Я хожу, рассказываю афганским товарищам на английском языке про удивительное гнездо замечательной птицы иволги, поющей сейчас в кроне огромной акации, и думаю: а вот, не дай Бог, случись сейчас что, поможет мне мой пистолет и запасная обойма или нет? Смешно, право. Но для самоуспокоения годится».
«11 июля. В выходной (пятница) с утра по микрорайону ходит дед, который гортанными криками предлагает мумиё. Запрещенный к вывозу товар, но чудодейственный (и впрямь заживляет все на глазах), так что покупаем, бодро настраиваясь на не очень преступную контрабанду.

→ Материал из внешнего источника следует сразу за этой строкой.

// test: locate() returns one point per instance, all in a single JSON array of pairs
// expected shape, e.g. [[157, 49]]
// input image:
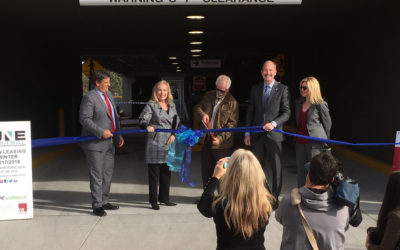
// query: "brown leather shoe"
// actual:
[[99, 211], [167, 203], [109, 206], [155, 206]]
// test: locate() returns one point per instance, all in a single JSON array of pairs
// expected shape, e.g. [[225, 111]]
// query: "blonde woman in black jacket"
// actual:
[[242, 208], [312, 119]]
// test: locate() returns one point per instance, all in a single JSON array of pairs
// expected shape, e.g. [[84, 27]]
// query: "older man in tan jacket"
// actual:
[[218, 109]]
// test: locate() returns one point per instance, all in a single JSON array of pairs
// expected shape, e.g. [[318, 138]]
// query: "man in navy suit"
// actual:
[[268, 107]]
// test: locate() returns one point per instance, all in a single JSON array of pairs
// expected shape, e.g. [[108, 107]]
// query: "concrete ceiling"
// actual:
[[132, 38]]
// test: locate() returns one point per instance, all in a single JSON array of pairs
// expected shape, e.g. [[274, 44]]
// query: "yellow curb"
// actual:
[[38, 161]]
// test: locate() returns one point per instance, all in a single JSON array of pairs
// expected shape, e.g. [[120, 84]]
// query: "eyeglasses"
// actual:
[[220, 90]]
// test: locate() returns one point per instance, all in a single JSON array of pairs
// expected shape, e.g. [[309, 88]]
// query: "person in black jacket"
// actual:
[[242, 208]]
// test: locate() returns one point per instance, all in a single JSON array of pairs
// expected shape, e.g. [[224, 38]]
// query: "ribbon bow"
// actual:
[[180, 153]]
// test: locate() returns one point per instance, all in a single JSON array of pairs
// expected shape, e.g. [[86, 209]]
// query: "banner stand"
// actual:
[[16, 195]]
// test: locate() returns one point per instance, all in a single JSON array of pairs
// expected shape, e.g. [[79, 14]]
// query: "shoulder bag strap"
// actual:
[[296, 200]]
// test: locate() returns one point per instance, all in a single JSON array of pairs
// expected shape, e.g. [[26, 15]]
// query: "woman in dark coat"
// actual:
[[160, 112], [312, 119]]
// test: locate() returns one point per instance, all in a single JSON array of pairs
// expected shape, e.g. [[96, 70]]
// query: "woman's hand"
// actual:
[[150, 129], [219, 169], [171, 139]]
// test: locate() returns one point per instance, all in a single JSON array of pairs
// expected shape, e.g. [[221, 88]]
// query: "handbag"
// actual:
[[296, 200]]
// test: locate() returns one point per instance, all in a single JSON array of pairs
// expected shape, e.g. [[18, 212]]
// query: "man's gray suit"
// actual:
[[95, 119], [267, 146]]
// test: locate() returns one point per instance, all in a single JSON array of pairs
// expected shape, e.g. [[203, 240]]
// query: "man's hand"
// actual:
[[268, 127], [150, 129], [121, 141], [215, 140], [171, 139], [247, 141], [219, 169], [107, 134], [206, 119]]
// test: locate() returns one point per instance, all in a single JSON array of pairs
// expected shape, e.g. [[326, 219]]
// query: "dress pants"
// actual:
[[209, 158], [304, 154], [268, 152], [159, 173], [101, 166]]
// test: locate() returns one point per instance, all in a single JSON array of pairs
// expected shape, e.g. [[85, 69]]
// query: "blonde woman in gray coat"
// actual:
[[312, 119], [159, 113]]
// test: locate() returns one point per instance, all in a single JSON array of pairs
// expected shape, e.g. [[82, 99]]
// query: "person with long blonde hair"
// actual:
[[242, 208], [159, 112], [312, 119]]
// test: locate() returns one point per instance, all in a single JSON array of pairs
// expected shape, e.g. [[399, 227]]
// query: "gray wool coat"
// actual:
[[156, 143]]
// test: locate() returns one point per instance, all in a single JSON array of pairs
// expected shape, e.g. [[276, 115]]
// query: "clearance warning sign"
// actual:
[[186, 2]]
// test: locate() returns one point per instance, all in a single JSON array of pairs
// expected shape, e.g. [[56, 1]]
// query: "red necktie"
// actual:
[[110, 112]]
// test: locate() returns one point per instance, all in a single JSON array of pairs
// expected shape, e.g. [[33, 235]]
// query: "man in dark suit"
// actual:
[[99, 117], [269, 108]]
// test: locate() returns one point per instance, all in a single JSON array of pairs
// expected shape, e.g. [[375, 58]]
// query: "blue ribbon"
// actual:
[[36, 143], [180, 153]]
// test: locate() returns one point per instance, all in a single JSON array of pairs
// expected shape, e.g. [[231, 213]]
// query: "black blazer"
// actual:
[[319, 121], [277, 108]]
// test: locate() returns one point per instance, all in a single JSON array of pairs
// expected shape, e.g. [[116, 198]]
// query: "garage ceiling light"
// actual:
[[195, 17], [196, 32]]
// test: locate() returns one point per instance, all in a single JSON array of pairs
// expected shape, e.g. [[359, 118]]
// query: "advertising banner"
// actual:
[[16, 198]]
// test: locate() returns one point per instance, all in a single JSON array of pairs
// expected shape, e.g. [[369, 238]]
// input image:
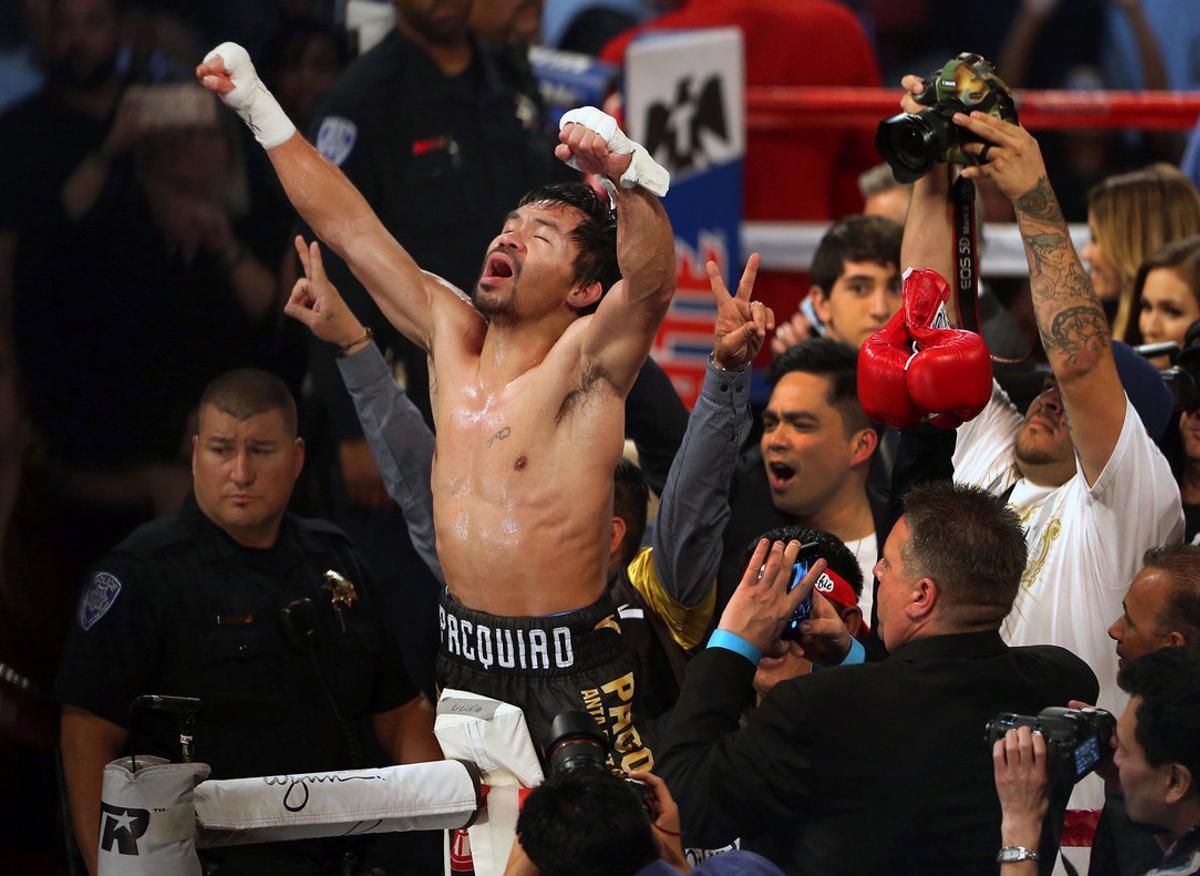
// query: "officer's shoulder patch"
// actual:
[[336, 137], [99, 598]]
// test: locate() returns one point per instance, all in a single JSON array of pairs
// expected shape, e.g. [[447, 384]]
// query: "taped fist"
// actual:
[[917, 366]]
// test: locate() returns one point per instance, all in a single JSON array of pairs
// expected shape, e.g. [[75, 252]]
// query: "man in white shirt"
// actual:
[[1092, 489]]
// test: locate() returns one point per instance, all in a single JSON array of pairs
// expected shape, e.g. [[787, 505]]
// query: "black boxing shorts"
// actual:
[[577, 661]]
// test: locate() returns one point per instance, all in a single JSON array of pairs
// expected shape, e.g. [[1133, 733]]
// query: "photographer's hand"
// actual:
[[1013, 159], [759, 609], [1019, 763], [665, 821]]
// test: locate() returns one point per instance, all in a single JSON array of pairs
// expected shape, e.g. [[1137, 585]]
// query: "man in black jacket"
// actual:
[[879, 768]]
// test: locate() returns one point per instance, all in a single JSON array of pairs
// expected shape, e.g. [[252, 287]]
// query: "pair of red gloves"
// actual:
[[918, 367]]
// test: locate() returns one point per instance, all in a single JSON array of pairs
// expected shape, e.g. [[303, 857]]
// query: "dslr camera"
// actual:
[[1183, 375], [1077, 739], [913, 143], [579, 747]]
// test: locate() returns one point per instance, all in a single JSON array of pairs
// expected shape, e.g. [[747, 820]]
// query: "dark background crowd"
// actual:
[[145, 247]]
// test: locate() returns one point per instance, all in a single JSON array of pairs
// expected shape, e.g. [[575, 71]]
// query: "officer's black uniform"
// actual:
[[181, 609], [442, 161]]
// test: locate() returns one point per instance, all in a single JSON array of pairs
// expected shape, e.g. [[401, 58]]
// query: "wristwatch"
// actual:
[[1012, 855]]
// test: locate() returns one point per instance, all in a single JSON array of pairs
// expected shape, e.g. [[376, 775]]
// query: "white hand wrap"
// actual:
[[643, 171], [251, 99]]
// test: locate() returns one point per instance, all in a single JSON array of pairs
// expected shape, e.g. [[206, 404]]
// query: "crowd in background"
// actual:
[[145, 247]]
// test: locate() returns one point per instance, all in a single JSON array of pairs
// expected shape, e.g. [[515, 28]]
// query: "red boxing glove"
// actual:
[[882, 383], [949, 376]]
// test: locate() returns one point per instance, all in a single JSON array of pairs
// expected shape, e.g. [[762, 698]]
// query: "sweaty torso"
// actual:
[[522, 480]]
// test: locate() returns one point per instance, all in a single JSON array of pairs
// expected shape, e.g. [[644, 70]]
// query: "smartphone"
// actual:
[[808, 556]]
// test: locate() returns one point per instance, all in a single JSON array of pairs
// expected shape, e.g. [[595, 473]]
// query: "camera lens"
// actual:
[[576, 744], [909, 144]]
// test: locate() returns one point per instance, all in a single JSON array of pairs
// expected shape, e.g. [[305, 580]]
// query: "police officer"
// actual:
[[442, 141], [233, 600]]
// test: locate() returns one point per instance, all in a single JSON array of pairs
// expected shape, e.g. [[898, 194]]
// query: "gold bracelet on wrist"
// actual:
[[345, 349]]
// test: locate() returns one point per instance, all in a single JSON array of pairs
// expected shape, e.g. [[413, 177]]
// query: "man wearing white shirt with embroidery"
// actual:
[[1091, 487]]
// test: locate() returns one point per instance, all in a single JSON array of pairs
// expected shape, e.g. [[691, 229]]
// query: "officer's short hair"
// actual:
[[245, 393], [595, 235], [970, 543]]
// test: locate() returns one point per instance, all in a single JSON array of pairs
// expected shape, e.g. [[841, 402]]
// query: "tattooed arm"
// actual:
[[1071, 321]]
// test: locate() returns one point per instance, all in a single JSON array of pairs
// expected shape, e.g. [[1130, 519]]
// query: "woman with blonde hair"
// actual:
[[1131, 217], [1168, 291]]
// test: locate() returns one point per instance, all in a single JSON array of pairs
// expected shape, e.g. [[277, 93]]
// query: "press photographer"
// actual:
[[587, 820], [1157, 762], [891, 750]]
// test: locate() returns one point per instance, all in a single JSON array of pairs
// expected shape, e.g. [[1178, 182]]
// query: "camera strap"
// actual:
[[966, 255], [966, 263]]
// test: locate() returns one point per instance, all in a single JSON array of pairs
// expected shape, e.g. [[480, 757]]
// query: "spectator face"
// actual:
[[1103, 274], [438, 22], [862, 300], [501, 22], [1145, 786], [244, 471], [529, 269], [891, 203], [1138, 630], [895, 589], [83, 42], [1189, 431], [1168, 307], [805, 450], [305, 82], [1043, 439]]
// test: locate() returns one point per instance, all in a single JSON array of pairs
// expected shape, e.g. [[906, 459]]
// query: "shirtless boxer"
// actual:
[[527, 397]]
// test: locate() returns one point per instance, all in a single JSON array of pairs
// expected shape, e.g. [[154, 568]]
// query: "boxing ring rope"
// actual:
[[155, 814], [789, 246], [787, 108]]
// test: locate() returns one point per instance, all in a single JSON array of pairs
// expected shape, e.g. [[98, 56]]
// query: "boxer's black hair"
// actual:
[[629, 497], [595, 235]]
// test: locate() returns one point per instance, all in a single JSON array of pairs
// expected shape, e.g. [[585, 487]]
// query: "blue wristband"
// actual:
[[857, 654], [732, 641]]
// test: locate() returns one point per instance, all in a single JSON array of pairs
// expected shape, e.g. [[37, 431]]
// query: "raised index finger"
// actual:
[[318, 265], [745, 286], [303, 252], [720, 294]]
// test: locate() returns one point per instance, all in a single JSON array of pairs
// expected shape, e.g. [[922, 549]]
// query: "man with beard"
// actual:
[[528, 391]]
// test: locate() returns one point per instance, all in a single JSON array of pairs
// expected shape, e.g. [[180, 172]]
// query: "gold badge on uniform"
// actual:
[[341, 591]]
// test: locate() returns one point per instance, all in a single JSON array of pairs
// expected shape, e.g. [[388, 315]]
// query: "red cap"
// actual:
[[838, 591]]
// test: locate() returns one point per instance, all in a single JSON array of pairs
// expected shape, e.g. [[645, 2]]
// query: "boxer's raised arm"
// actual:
[[619, 335], [328, 202]]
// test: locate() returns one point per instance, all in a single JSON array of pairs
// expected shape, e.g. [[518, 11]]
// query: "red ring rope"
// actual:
[[787, 108]]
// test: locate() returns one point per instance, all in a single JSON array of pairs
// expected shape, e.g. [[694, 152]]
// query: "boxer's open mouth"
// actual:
[[781, 474], [499, 267]]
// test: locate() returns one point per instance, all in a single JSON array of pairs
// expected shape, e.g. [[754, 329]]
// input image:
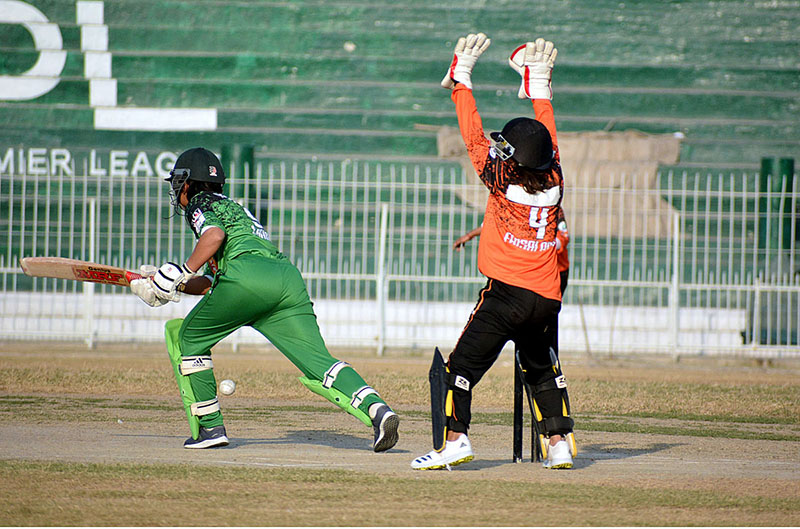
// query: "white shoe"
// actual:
[[454, 453], [559, 456]]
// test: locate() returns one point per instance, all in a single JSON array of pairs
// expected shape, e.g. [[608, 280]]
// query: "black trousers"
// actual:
[[503, 313]]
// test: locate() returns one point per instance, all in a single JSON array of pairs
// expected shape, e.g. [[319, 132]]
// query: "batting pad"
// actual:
[[337, 397], [184, 386]]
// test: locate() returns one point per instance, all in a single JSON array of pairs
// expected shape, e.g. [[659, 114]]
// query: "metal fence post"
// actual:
[[380, 286], [675, 294], [88, 287]]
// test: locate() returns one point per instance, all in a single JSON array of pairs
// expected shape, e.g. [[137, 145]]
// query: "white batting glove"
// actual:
[[169, 277], [534, 62], [144, 289], [147, 270], [467, 51]]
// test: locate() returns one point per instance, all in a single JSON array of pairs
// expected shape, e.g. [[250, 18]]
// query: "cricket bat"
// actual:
[[63, 268]]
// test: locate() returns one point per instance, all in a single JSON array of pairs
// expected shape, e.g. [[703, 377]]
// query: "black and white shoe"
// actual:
[[208, 438], [385, 424]]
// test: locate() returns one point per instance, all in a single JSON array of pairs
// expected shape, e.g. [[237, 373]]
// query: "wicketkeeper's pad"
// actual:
[[441, 400]]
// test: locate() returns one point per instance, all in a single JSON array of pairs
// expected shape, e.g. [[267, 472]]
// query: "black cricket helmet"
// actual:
[[527, 141], [198, 164]]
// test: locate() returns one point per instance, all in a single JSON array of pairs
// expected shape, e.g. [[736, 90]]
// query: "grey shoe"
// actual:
[[208, 438], [385, 425]]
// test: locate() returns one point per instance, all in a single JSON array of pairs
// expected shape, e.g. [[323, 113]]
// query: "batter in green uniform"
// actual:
[[247, 282]]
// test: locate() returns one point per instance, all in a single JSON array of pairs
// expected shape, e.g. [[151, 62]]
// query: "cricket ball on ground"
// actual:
[[227, 387]]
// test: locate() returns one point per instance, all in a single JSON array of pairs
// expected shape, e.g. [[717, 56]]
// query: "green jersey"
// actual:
[[244, 234]]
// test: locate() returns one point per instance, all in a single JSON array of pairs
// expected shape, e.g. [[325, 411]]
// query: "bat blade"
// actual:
[[64, 268]]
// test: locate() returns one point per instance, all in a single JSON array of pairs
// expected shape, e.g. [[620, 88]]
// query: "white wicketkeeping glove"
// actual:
[[144, 289], [467, 51], [534, 62], [169, 277]]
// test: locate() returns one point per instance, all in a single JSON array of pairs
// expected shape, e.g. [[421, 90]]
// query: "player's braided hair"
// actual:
[[530, 180]]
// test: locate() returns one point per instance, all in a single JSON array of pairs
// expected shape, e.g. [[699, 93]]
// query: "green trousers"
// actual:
[[270, 296]]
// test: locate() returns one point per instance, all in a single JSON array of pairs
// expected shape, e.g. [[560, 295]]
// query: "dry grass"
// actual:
[[177, 495], [722, 400], [708, 390]]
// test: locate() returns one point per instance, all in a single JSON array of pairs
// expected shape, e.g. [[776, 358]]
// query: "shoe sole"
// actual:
[[209, 443], [455, 463], [390, 435]]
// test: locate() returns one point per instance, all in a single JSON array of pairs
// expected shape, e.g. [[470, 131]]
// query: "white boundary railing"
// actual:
[[704, 264]]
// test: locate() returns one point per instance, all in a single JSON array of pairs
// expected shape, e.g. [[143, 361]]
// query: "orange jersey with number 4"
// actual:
[[518, 240]]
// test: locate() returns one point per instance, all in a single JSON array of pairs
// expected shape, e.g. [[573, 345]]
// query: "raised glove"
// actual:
[[144, 289], [147, 270], [534, 62], [467, 51], [169, 277]]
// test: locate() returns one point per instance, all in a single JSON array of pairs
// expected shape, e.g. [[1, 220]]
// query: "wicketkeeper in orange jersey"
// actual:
[[517, 253]]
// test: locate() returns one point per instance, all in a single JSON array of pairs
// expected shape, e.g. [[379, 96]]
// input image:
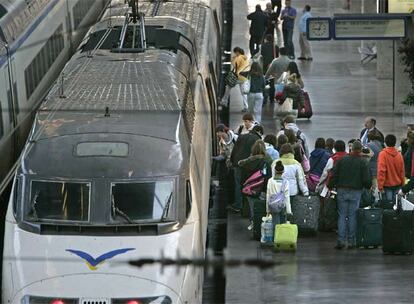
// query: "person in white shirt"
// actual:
[[274, 186]]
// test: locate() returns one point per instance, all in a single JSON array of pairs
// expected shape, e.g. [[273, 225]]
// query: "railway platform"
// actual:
[[343, 92]]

Кладешь асфальтоподобный шмат в воду на два дня, все растворяется. Потом несколько раз отстаиваешь, сливая осадок. Потом стелешь на противень кусок полиэтилена и наливаешь на него эту темно-коричневую жидкость испаряться естественным путем. А после испарения остается то, что принято называть «чистым кристаллическим продуктом бадахшанского генезиса».
Мужики с таможни говорят: за последние годы четыре тонны уже конфисковали; отправляют на изучение в спецлабораторию; там и констатировано, что качество высочайшее, из всех видов природного мумия это — одно из лучших.
Вокруг всех этих хлопот все острят про искусственное мумие по моему адресу, потому что, как здесь вычитали в старинном индийском трактате, для его изготовления надо взять мужчину тридцатилетнего возраста европеоидной расы, предпочтительно рыжего и белокожего, забить его, часть внутренних органов вынуть, часть оставить, нашпиговать травами и поместить в керамический саркофаг на энное количество лет в раствор специальных смол… Вот и шутят, что нечего возиться с выпариванием, а надо П-ва обработать по инструкции, и все дела.
Дед с мумиё ходит каждый выходной, а сегодня прямо под окнами еще и другой дед, появляющийся лишь пару раз за лето. Сидит под деревом, на ветке которого подвешен деревянный лук, а к нему привязан уже другой лук, побольше и с проволочной тетивой.
Афганки выносят этому аксакалу матрацы, набитые овечьей шерстью, распарывают их с одной стороны, вываливают кучу примятой шерсти на кошму. Дед запускает лук в слежавшуюся овчину и принимается колотить по проволочной тетиве палкой. В результате во все стороны летят клочки взбитой и разрыхленной тетивой шерсти, а сама куча разбухает прямо на глазах. Ханумки уносят потом матрацы, становящиеся в четыре раза объемнее».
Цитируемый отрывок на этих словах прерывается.